Dans ce monde où le manque de sensations objectives renforce les rêves gastronomiques, il y a lieu de se demander ce qui se passe. D’autant plus que l’avenir de la société passe par l’industrie alimentaire, de même que celui de la haute cuisine, créatrice de la physico-chimie gastronomique, de plus en plus conditionnée par les produits, concepts et techniques utilisées. Les multinationales ont plus de connaissances, de personnel, de technologie, de formation, de capacités d’investissement, … que n’importe quel petit commerce. Il est clair qu’une bonne sauce tomate faite maison – 3% du total ? – ne sera jamais supplantée par une sauce en pot ou en conserve. Et de se demander : combien de sauces tomate dépassent celle proposée par Mata ? Combien de mayonnaises de maître/esse de maison peuvent rivaliser avec celle e Yemas de Santa Teresa ? Combien de fèves proposées dans des restaurants chics sont aussi entières que celles de certains cassoulets et plats de blettes en boîte ? Tout le monde le sait : il n’y a rien de tel que l’artisanat, à condition qu’il soit artisanal et exceptionnel.

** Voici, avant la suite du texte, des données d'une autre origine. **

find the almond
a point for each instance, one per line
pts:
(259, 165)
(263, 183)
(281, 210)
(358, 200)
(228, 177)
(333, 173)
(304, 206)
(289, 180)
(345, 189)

L’industrie alimentaire est en train de changer le monde. Le poulpe a feira (au paprika) ne serait probablement jamais devenu un apéritif omniprésent dans les bars espagnols s’il n’avait pas été – heureusement – commercialisé sous-vide. Le gaspacho n’aurait probablement pas conquis le monde si la firme Alvalle ne l’avait pas fait déguster à Roland Garros. L’excellence apparente du foie gras ne se serait probablement pas démocratisée si les frais de production des foies n’avaient pas été réduits. La farine n’aurait probablement pas été remplacée par autant d’épaississants et gélifiants sans les laboratoires de recherche des grandes fabriques. Aucun foin n’aurait probablement été fait autour de l’azote liquide si l’industrie des glaces n’avait pas standardisé ses petites boules citriques et tropicales dans des millions de présentoirs. De nombreux produits exotiques que certains cuisiniers se sont vantés d’avoir créé – Quelle honte ! – sont fabriqués comme des petits pains à un coût minimal. Les faux œufs de tant de poissons, de succédanés qui font bel effet, ont débouché sur des sphérifications en tous genres.
À quand les plats de luxe vendus pour leurs propriétés saines, voire amincissantes ? En attendant, le marché regorge déjà de panacées susceptibles de résoudre nos problèmes esthétiques et de nous garantir l’éternité. Ragoût, desserts, milk-shakes… anticancérigènes et autres produits miracles. L’infusion au cactus ou le « Fifi langue d’acier » de la télé espagnole est capable d’émouvoir le palais, les émotions… la vie !
L’industrie gastronomique n’est-elle pas en train de changer notre manière de manger au restaurant et à la maison de manière précipitée et irréversible ? Bien sûr que si. Beaucoup plus que les grands chefs, dont le rôle, assumé par peu, est de vivre immergés dans l’artisanat et, pour une poignée, dans l’art.